Los delfines volvieron al día siguiente, y también al otro, cada vez más numerosos, cada vez más cantarines. Como su visita se volvió algo habitual, además del aplauso al personal sanitario de por la tarde, se generó una nueva reunión espontánea al mediodía, y la gente salía a sus terrazas y azoteas con una taza de café en la mano, y nos saludábamos unos a otros, y saludábamos al banco de delfines quienes, por el contrario, parecían celebrar nuestro enclaustramiento forzado con alegres saltos y acrobacias. Pero no solo los delfines tomaron la bahía. También se observaba con ayuda de prismáticos un sin fin de mantas raya, tortugas de caparazón centenario e incluso tiburones de varias especies. De otras partes del país nos llegaban, además, imágenes de jabalís y corzos vagando por las calles desiertas de los pueblos. Hubo quien avistó incluso osos pardos y gatos monteses rondando sus fincas.

Al mes del confinamiento divisamos los primeros géiseres junto al espigón, y el aire se llenó de sonidos misteriosos de cetáceo. Ahora ya nadie prestaba atención al show de los delfines en la bahía, sino que filmábamos a las ballenas sin perder detalle, presos de la emoción de aquel acontecimiento irrepetible.

Pero las ballenas también regresaron los días siguientes, y como la pandemia no remitía, con el paso de las semanas y meses de reclusión nos empezaron a parecer monótonos sus géiseres, por no hablar de los repetitivos vídeos de osos pirenaicos junto a la Sagrada Familia, o de confiados linces campando sobre el asfalto cada vez más agrietado de la Gran Vía madrileña.

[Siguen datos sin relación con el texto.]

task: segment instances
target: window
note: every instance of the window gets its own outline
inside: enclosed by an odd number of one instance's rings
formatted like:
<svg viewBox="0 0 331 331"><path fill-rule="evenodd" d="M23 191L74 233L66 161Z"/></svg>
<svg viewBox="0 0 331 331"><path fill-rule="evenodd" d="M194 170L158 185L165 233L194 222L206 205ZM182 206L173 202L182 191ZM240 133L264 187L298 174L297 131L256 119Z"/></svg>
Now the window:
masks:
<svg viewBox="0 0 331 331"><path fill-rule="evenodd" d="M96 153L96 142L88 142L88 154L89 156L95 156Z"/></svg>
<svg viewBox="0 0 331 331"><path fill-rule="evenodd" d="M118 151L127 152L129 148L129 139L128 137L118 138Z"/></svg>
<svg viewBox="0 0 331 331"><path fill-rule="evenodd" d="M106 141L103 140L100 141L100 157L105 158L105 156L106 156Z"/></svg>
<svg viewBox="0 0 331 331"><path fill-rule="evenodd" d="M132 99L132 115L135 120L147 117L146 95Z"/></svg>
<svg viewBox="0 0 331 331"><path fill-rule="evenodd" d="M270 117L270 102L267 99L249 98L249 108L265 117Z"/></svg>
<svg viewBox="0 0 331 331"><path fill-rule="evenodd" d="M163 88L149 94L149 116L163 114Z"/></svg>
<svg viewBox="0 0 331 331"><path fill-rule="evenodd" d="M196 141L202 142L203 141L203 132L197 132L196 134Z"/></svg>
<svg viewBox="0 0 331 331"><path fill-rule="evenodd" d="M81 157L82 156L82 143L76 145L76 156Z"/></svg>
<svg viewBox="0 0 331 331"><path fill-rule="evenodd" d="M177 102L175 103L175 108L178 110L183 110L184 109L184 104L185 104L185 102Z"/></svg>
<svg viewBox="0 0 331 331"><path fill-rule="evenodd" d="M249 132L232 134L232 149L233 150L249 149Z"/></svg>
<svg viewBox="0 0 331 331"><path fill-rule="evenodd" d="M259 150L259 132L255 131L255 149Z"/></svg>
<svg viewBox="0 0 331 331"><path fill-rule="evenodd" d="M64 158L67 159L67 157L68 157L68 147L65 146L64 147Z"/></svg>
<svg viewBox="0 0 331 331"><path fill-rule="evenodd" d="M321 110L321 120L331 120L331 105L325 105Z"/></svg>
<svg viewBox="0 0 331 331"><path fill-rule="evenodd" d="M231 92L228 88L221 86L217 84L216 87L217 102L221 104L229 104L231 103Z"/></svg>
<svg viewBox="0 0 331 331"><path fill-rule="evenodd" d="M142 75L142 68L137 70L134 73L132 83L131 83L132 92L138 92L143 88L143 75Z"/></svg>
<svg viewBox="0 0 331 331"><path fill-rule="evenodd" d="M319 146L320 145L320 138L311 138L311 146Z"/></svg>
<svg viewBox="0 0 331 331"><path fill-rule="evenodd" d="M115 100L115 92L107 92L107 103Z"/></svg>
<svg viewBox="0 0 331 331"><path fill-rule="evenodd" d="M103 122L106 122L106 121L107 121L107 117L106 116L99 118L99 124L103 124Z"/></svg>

Y fue una verdadera lástima que la neblina de lo cotidiano nos anestesiara el poder de sorprendernos, porque igual que nos cansamos de delfines y ballenas, cuando se rompió la sorpresa inicial de las hermosas jóvenes aupadas sobre las rocas del espigón, con sus colas de pez musculosas y sus pechos cubiertos de algas, los vecinos comenzaron a quejarse de la estridencia de sus cánticos, los cuales, al parecer, les impedían conciliar el sueño a la hora de la siesta.